Interazioni Farmacologiche e Precauzioni
La quetiapina può interagire con altri farmaci, potenziando o riducendo i loro effetti. L'assunzione con induttori enzimatici epatici (come carbamazepina o fenitoina) può ridurre significativamente l'efficacia della quetiapina. Al contrario, farmaci che inibiscono gli enzimi epatici possono aumentare i livelli plasmatici di quetiapina.
È importante informare il medico di tutti i farmaci, integratori e prodotti erboristici assunti per evitare potenziali interazioni dannose.
Dosaggio e Somministrazione
Il dosaggio della quetiapina deve essere stabilito individualmente dal medico, in base alla patologia, alla gravità e alla risposta del paziente.
- Schizofrenia: La dose giornaliera totale aumenta gradualmente nei primi quattro giorni, per poi essere titolata fino a raggiungere la dose efficace standard (300-450 mg/die).
- Disturbo Bipolare (Episodi Maniacali): La dose giornaliera totale aumenta gradualmente nei primi quattro giorni, raggiungendo i 400 mg al quarto giorno.
- Disturbo Bipolare (Episodi Depressivi Maggiori): La dose giornaliera totale aumenta gradualmente nei primi quattro giorni, raggiungendo i 300 mg al quarto giorno.
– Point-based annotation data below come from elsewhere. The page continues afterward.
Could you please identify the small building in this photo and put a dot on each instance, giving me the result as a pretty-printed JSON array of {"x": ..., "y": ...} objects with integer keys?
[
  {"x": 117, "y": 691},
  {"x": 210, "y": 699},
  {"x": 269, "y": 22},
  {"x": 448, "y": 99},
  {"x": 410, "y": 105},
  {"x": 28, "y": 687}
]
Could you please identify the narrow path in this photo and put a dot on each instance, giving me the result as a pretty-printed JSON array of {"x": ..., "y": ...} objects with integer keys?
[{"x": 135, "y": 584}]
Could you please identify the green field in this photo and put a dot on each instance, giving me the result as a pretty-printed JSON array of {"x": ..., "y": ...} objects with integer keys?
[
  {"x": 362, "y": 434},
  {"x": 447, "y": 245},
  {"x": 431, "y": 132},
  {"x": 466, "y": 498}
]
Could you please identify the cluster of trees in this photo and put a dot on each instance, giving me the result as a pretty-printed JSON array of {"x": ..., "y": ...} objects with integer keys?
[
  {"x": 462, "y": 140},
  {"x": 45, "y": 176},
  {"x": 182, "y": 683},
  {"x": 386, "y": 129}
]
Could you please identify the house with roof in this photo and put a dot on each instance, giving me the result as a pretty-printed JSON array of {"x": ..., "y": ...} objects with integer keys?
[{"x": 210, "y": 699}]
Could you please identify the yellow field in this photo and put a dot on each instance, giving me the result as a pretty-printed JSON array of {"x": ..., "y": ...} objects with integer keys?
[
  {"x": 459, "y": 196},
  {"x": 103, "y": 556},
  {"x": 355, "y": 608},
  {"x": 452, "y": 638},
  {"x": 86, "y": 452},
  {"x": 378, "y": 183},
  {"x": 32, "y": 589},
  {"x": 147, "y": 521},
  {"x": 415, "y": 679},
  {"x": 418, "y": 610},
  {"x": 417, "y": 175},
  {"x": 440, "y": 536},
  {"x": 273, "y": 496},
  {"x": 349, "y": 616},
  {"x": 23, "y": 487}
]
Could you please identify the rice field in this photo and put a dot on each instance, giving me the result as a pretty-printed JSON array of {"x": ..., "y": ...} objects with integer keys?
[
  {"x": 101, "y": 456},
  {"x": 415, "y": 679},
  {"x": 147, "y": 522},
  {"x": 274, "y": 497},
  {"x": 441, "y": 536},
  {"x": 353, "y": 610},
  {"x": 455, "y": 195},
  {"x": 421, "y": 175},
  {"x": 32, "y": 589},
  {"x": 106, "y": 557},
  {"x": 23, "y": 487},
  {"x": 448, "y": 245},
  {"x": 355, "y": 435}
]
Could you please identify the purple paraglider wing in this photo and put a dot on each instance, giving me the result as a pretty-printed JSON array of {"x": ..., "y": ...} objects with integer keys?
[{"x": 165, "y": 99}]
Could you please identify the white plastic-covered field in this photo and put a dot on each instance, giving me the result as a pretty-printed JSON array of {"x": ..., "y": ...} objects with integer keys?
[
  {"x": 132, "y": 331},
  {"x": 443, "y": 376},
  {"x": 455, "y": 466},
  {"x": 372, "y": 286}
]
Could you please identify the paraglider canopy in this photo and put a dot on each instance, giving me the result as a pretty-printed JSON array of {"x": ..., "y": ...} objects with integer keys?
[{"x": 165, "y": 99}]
La dose raccomandata è di 300 mg/die, con possibilità di aumentare fino a 600 mg/die sotto stretta supervisione medica.
- Prevenzione delle Ricadute nel Disturbo Bipolare: I pazienti che hanno risposto al trattamento acuto devono proseguire alla stessa dose.
La quetiapina deve essere somministrata con cautela negli anziani, nei pazienti con compromissione epatica e in quelli con patologie cardiovascolari.
Considerazioni sulla Gravidanza e l'Allattamento
La quetiapina deve essere somministrata in gravidanza solo se il beneficio potenziale giustifica i rischi. L'uso in gravidanza può esporre il feto a reazioni avverse, come sintomi extrapiramidali e sintomi di astinenza dopo la nascita. L'allattamento durante la terapia con quetiapina è generalmente sconsigliato.
In conclusione, la quetiapina è un farmaco complesso con un profilo farmacologico articolato. Sebbene offra benefici significativi nel trattamento di disturbi psichiatrici gravi, è essenziale un'attenta valutazione dei suoi potenziali effetti collaterali, in particolare sull'asse sessuale, e una gestione personalizzata della terapia sotto la guida di un medico esperto.